Nel cinquantenario della marcia di Selma
La polizia Usa uccide un 19enne nero disarmato
A Los Angeles brutale esecuzione di un senza-tetto

 
Il 7 marzo, nel giorno in cui con una manifestazione in pompa magna Obama ricordava il cinquantenario della marcia di Selma per il diritto di voto agli afroamericani, un agente della polizia di Madison in Wisconsin uccideva un 19enne nero disarmato.
Secondo la versione della polizia, l'agente sarebbe intervenuto per sedare una lite e dopo una colluttazione con il ragazzo gli ha sparato, uccidendolo. La polizia locale affermava che il giovane era sospettato di una precedente aggressione, ciò nulla toglie al fatto che il poliziotto ha firmato con una pallottola la sua sentenza di colpevolezza prima ancora del giudizio di un tribunale; tribunale che difficilmente vedrà anche il poliziotto secondo una prassi che vede regolarmente gli assassini della polizia uscirne con un non luogo a procedere, senza neanche passare da un giudice. Alla notizia della morte del ragazzo molti manifestanti sono scesi in piazza nella città di Madison per manifestare contro la polizia razzista.

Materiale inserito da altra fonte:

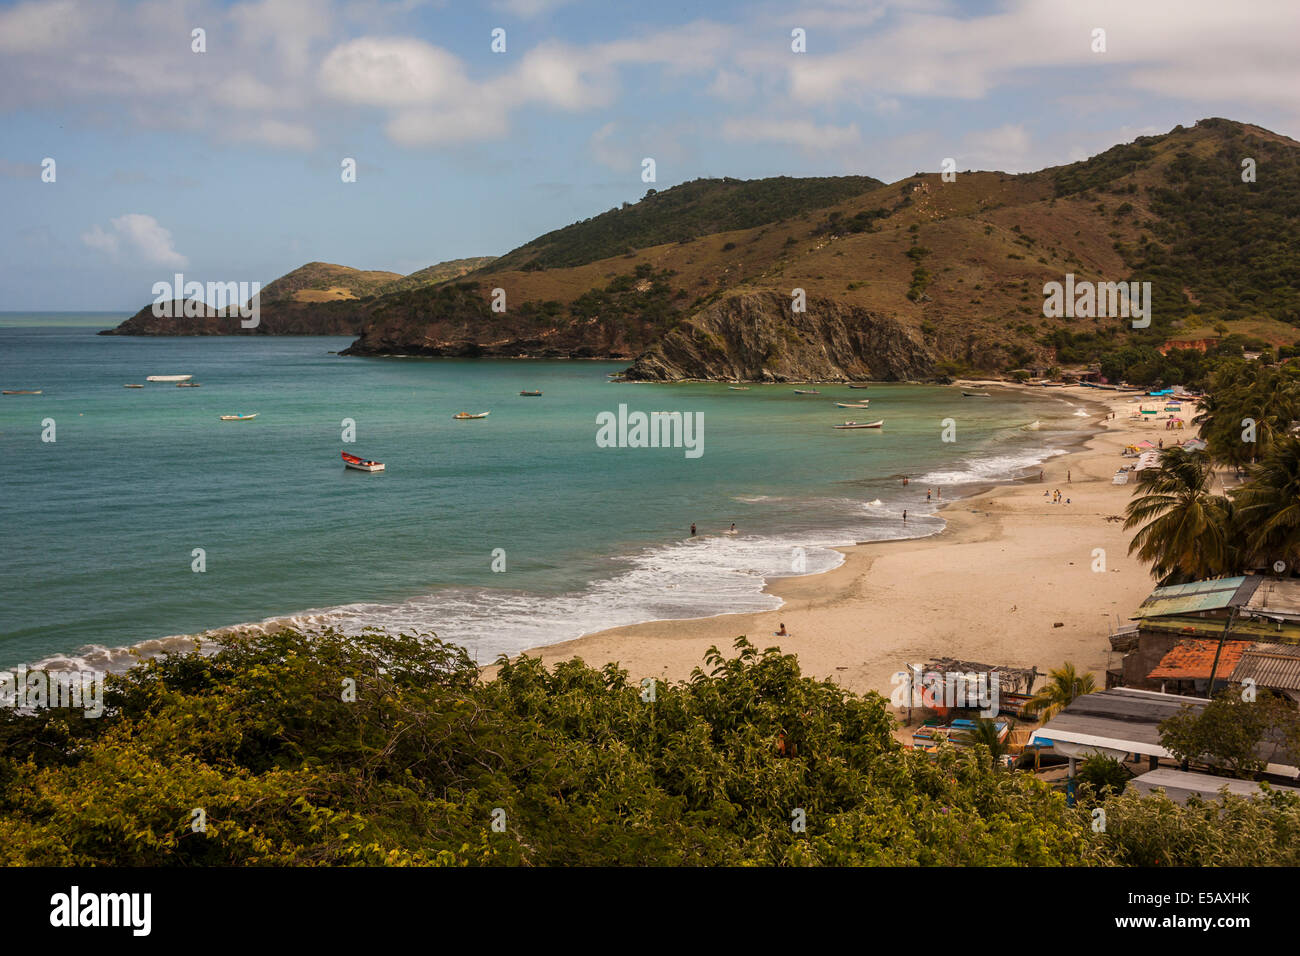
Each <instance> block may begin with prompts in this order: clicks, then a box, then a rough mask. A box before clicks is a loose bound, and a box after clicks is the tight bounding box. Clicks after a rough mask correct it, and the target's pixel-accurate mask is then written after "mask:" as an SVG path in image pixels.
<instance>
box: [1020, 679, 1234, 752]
mask: <svg viewBox="0 0 1300 956" xmlns="http://www.w3.org/2000/svg"><path fill="white" fill-rule="evenodd" d="M1208 702H1209V701H1206V700H1205V698H1204V697H1183V696H1180V695H1177V693H1157V692H1156V691H1138V689H1134V688H1130V687H1114V688H1112V689H1109V691H1097V692H1096V693H1086V695H1084V696H1082V697H1079V698H1078V700H1075V701H1074V702H1073V704H1070V706H1067V708H1066V709H1065V710H1062V711H1061V713H1060V714H1057V715H1056V717H1053V718H1052V719H1050V721H1048V722H1047V723H1045V724H1044V726H1043V727H1040V728H1039V730H1037V731H1036V732H1035V735H1034V736H1035V739H1037V737H1047V739H1049V740H1060V741H1062V743H1066V744H1084V745H1089V747H1100V748H1104V749H1112V750H1123V752H1126V753H1144V754H1149V756H1153V757H1169V756H1170V753H1169V752H1167V750H1166V749H1165V748H1164V747H1161V744H1160V731H1158V730H1157V726H1158V724H1160V722H1161V721H1164V719H1165V718H1166V717H1173V715H1174V714H1177V713H1178V711H1179V710H1180V709H1182V708H1184V706H1192V708H1196V709H1197V710H1200V709H1201V708H1204V706H1205V705H1206V704H1208Z"/></svg>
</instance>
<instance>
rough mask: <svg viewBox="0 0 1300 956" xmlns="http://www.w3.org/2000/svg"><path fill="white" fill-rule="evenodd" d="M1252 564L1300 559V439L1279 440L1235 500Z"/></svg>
mask: <svg viewBox="0 0 1300 956" xmlns="http://www.w3.org/2000/svg"><path fill="white" fill-rule="evenodd" d="M1232 498H1234V510H1235V514H1236V519H1238V524H1239V527H1240V528H1242V535H1243V537H1244V538H1245V549H1247V550H1248V553H1249V557H1251V558H1252V561H1251V564H1252V566H1253V567H1260V566H1261V564H1271V563H1273V562H1274V561H1279V559H1281V561H1284V562H1287V564H1288V567H1291V568H1294V567H1295V566H1296V561H1297V559H1300V437H1296V436H1294V434H1288V436H1286V437H1283V438H1279V440H1278V441H1277V442H1275V444H1274V445H1273V447H1271V449H1270V450H1269V453H1268V454H1266V455H1265V457H1264V459H1262V460H1261V462H1260V463H1258V464H1257V466H1256V467H1253V468H1252V470H1251V480H1249V481H1247V484H1244V485H1243V486H1242V488H1239V489H1236V492H1235V493H1234V496H1232Z"/></svg>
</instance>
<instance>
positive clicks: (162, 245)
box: [81, 212, 190, 268]
mask: <svg viewBox="0 0 1300 956" xmlns="http://www.w3.org/2000/svg"><path fill="white" fill-rule="evenodd" d="M109 225H110V226H112V232H107V230H105V229H103V228H101V226H100V225H99V224H95V225H92V226H91V228H90V229H88V230H87V232H85V233H82V237H81V238H82V242H85V243H86V245H87V246H88V247H90V248H94V250H98V251H100V252H104V254H107V255H109V256H112V258H113V259H118V258H133V259H136V260H139V261H142V263H144V264H147V265H168V267H174V268H182V267H185V265H186V264H188V261H190V260H188V259H186V258H185V256H183V255H181V254H179V252H177V251H175V247H174V245H173V239H172V233H170V230H168V229H165V228H164V226H162V225H161V224H160V222H159V221H157V220H156V219H153V217H152V216H146V215H144V213H142V212H129V213H126V215H125V216H118V217H117V219H114V220H112V221H110V222H109Z"/></svg>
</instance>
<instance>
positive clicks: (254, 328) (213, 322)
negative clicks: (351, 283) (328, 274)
mask: <svg viewBox="0 0 1300 956" xmlns="http://www.w3.org/2000/svg"><path fill="white" fill-rule="evenodd" d="M172 316H174V317H168V316H161V317H160V316H156V315H153V306H152V304H149V306H146V307H144V308H142V310H140V311H139V312H136V313H135V315H133V316H131V317H130V319H127V320H126V321H125V323H122V324H121V325H118V326H116V328H113V329H105V330H103V332H100V333H99V334H101V336H355V334H357V333H359V332H360V330H361V325H363V324H364V323H365V312H364V310H363V308H361V303H360V302H357V300H344V302H324V303H302V302H268V303H263V304H261V306H260V307H259V316H257V326H256V328H252V329H246V328H243V325H242V324H240V321H242V320H240V317H239V315H238V313H234V315H211V316H209V315H201V316H186V315H185V303H183V302H179V300H177V302H173V303H172Z"/></svg>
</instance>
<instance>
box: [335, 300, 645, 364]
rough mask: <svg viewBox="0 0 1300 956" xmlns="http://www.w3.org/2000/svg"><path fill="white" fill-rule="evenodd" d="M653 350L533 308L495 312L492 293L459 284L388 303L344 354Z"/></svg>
mask: <svg viewBox="0 0 1300 956" xmlns="http://www.w3.org/2000/svg"><path fill="white" fill-rule="evenodd" d="M646 345H647V342H646V341H643V339H642V338H638V337H637V336H636V333H634V330H630V329H629V328H628V326H625V325H624V324H621V323H616V321H608V320H601V319H590V320H581V319H573V317H572V316H567V315H559V313H556V315H547V313H546V312H541V311H536V312H534V311H532V310H529V308H520V310H515V311H510V312H500V313H498V312H493V311H491V307H490V298H489V290H484V289H481V287H480V286H478V285H477V284H476V282H456V284H447V285H441V286H437V287H432V289H420V290H416V291H412V293H406V294H398V295H387V297H383V298H382V299H380V300H378V302H377V304H376V306H374V307H373V311H372V312H370V315H369V317H368V321H367V323H365V326H364V328H363V329H361V334H360V337H359V338H357V339H356V341H355V342H354V343H352V345H351V346H350V347H347V349H344V350H343V352H342V354H343V355H424V356H430V358H439V356H446V358H478V356H484V358H487V356H498V358H534V359H536V358H545V359H554V358H565V359H569V358H576V359H590V358H610V359H629V358H632V356H633V355H636V354H637V352H640V351H641V350H642V349H645V347H646Z"/></svg>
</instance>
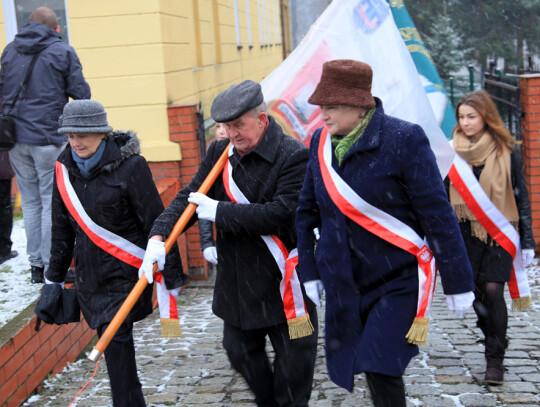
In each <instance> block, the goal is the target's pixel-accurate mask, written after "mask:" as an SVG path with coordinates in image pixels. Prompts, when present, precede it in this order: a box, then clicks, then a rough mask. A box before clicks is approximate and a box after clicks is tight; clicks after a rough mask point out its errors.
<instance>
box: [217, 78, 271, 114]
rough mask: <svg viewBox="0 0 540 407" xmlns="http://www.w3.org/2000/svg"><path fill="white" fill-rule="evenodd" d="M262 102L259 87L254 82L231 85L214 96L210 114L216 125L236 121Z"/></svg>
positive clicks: (247, 81) (245, 82) (260, 85)
mask: <svg viewBox="0 0 540 407" xmlns="http://www.w3.org/2000/svg"><path fill="white" fill-rule="evenodd" d="M262 102H264V97H263V94H262V89H261V85H259V84H258V83H257V82H254V81H244V82H241V83H238V84H236V85H232V86H231V87H229V88H228V89H226V90H224V91H223V92H221V93H220V94H219V95H217V96H216V98H215V99H214V102H213V103H212V109H210V114H211V115H212V119H214V120H215V121H216V122H218V123H225V122H230V121H232V120H236V119H238V118H239V117H240V116H242V115H243V114H244V113H246V112H248V111H250V110H251V109H253V108H254V107H256V106H259V105H260V104H261V103H262Z"/></svg>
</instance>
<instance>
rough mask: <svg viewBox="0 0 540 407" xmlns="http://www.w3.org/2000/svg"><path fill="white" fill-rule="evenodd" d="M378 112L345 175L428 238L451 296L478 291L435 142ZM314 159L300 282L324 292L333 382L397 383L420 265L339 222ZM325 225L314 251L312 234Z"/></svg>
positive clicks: (421, 133)
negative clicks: (439, 167)
mask: <svg viewBox="0 0 540 407" xmlns="http://www.w3.org/2000/svg"><path fill="white" fill-rule="evenodd" d="M377 103H378V105H377V110H376V112H375V114H374V115H373V118H372V119H371V121H370V123H369V125H368V127H367V128H366V130H365V132H364V134H363V135H362V136H361V137H360V138H359V139H358V140H357V142H356V143H355V144H354V145H353V146H352V147H351V149H350V151H349V152H348V153H347V154H346V155H345V157H344V159H343V162H342V165H341V167H340V166H339V165H338V163H337V159H336V158H335V156H334V157H333V162H332V165H333V167H334V168H335V169H336V171H337V172H338V173H339V174H340V176H341V177H342V178H343V179H344V180H345V181H346V182H347V183H348V184H349V185H350V186H351V187H352V188H353V189H354V190H355V191H356V193H357V194H358V195H360V196H361V197H362V198H363V199H364V200H366V201H367V202H368V203H370V204H372V205H374V206H375V207H377V208H379V209H381V210H383V211H385V212H386V213H388V214H390V215H392V216H394V217H396V218H398V219H400V220H401V221H402V222H404V223H406V224H407V225H409V226H410V227H411V228H412V229H414V230H415V231H416V232H417V233H418V234H419V235H420V236H427V240H428V243H429V245H430V247H431V248H432V250H433V252H434V255H435V258H436V259H437V263H438V266H439V269H440V272H441V277H442V281H443V288H444V292H445V294H458V293H464V292H468V291H472V290H473V288H474V285H473V278H472V272H471V266H470V264H469V260H468V258H467V253H466V251H465V247H464V244H463V240H462V237H461V233H460V231H459V227H458V223H457V219H456V216H455V214H454V212H453V210H452V208H451V206H450V204H449V202H448V198H447V195H446V191H445V189H444V185H443V180H442V178H441V176H440V173H439V170H438V168H437V164H436V162H435V156H434V154H433V152H432V150H431V148H430V146H429V141H428V139H427V137H426V136H425V134H424V132H423V130H422V129H421V128H420V126H418V125H415V124H412V123H408V122H405V121H402V120H399V119H397V118H394V117H390V116H387V115H385V114H384V110H383V107H382V103H381V102H380V101H379V100H377ZM320 133H321V129H318V130H317V131H316V132H315V133H314V134H313V137H312V139H311V146H310V160H309V164H308V168H307V172H306V178H305V181H304V186H303V189H302V192H301V195H300V200H299V204H298V209H297V217H296V226H297V233H298V250H299V261H300V263H299V268H300V273H299V275H300V278H301V279H302V281H309V280H316V279H321V280H322V281H323V284H324V288H325V291H326V357H327V364H328V371H329V374H330V377H331V379H332V380H333V381H334V382H335V383H337V384H338V385H340V386H342V387H344V388H346V389H348V390H349V391H352V388H353V380H354V374H357V373H360V372H378V373H383V374H387V375H392V376H401V375H402V374H403V371H404V370H405V368H406V366H407V364H408V363H409V361H410V359H411V358H412V357H413V356H415V355H416V354H417V353H418V347H417V346H415V345H411V344H409V343H408V342H407V340H406V338H405V335H406V334H407V332H408V330H409V328H410V327H411V324H412V322H413V320H414V317H415V315H416V306H417V299H418V267H417V262H416V258H415V257H414V256H413V255H411V254H409V253H408V252H406V251H404V250H402V249H399V248H398V247H396V246H394V245H392V244H390V243H388V242H386V241H384V240H383V239H381V238H379V237H377V236H375V235H374V234H372V233H370V232H368V231H367V230H365V229H363V228H362V227H360V226H359V225H357V224H356V223H354V222H353V221H352V220H350V219H348V218H346V217H345V215H343V214H342V213H341V212H340V211H339V210H338V208H337V207H336V206H335V205H334V203H333V202H332V200H331V199H330V196H329V195H328V193H327V192H326V189H325V187H324V183H323V180H322V176H321V172H320V167H319V161H318V157H317V149H318V147H319V140H320ZM315 227H319V228H320V236H321V237H320V240H319V242H318V243H317V246H316V249H314V243H315V242H314V237H313V232H312V231H313V228H315Z"/></svg>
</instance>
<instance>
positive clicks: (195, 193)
mask: <svg viewBox="0 0 540 407" xmlns="http://www.w3.org/2000/svg"><path fill="white" fill-rule="evenodd" d="M188 202H189V203H193V204H195V205H197V209H196V211H197V216H198V217H199V219H206V220H209V221H211V222H215V221H216V212H217V204H218V203H219V202H218V201H216V200H214V199H211V198H208V197H207V196H206V195H204V194H201V193H200V192H192V193H190V194H189V197H188Z"/></svg>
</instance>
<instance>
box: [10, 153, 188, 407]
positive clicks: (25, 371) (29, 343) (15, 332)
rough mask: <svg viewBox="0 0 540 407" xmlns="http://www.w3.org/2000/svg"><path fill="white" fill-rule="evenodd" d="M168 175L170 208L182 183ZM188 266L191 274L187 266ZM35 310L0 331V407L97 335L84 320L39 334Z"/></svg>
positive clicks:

Pochi giorni prima, l'1 marzo un gruppo di agenti della polizia di Los Angeles si erano resi responsabili della brutale esecuzione di un senza-tetto, ucciso con diversi colpi di pistola. L’esecuzione era stata ripresa con cellulare e rilanciata in rete per denunciare l'ennesima vittima degli agenti razzisti. Il video mostrava sei agenti che circondavano l'uomo, gli saltavano addosso e dopo una colluttazione si alzavano e almeno in tre spianavano le pistole e lo uccidevano. Infine il 10 marzo un agente dell'area di Atlanta, in Georgia, uccideva un afroamericano disarmato; la lista degli omicidi della polizia razzista americana non conosce fine, gli agenti restano impuniti e Obama, il primo presidente nero, continua piangere lacrime di coccodrillo come durante la marcia rievocativa di Selma e a non muovere un dito.
Alcune migliaia di persone marciavano il 7 marzo sul ponte presso la città di Selma in Alabama per rievocare la prima storica marcia per i diritti civili da Selma a Montgomery che ebbe luogo il 7 marzo 1965, una giornata che sarebbe stata ricordata come la "Domenica di Sangue" (Bloody Sunday) dopo che 600 dimostranti neri furono attaccati da poliziotti bianchi con manganelli e gas lacrimogeni; decine di manifestanti rimasero feriti. La seconda marcia del 9 marzo, guidata da Martin Luther King, vide la partecipazione di 2500 manifestanti che furono costretti dalla polizia a tornare indietro dopo aver attraversato il ponte perché la marcia non era autorizzata. Ottenuti i permessi la manifestazione ripartì da Selma il 16 marzo e si concluse il 25 marzo a Montgomery con 25 mila dimostranti che arrivarono fino sotto al palazzo del governatore dell'Alabama per rivendicare il diritto di voto. La legge sul diritto di voto, il Voting Rights Act, sarà firmata dall'allora presidente Lyndon Johnson e venne tramutata il legge il 6 agosto.
Il diritto di voto della popolazione nera era già definito nel XV emendamento della Costituzione degli Stati Uniti d'America, approvato dopo la guerra di secessione e ratificato il 3 febbraio 1870. Un diritto scritto sulla carta e ostacolato nell'applicazione tanto che ci vorrà un movimento di rivendicazione e la marcia di Selma per arrivare quasi 100 anni dopo alla legge che esplicitamente vietava i test di alfabetizzazione come requisito per essere iscritti nelle liste elettorali e poter esercitare il diritto di voto; quello dei test insuperabili per una larga parte di popolazione analfabeta o il pagamento di una tassa che tagliava fuori i poveri erano alcuni dei metodi introdotti negli stati del Sud, governati indifferentemente da repubblicani e da democratici, per impedire il voto agli afroamericani.
Il diritto di voto è arrivato ma la discriminazione razziale è rimasta pressoché inalterata in particolare in larga parte della polizia americana.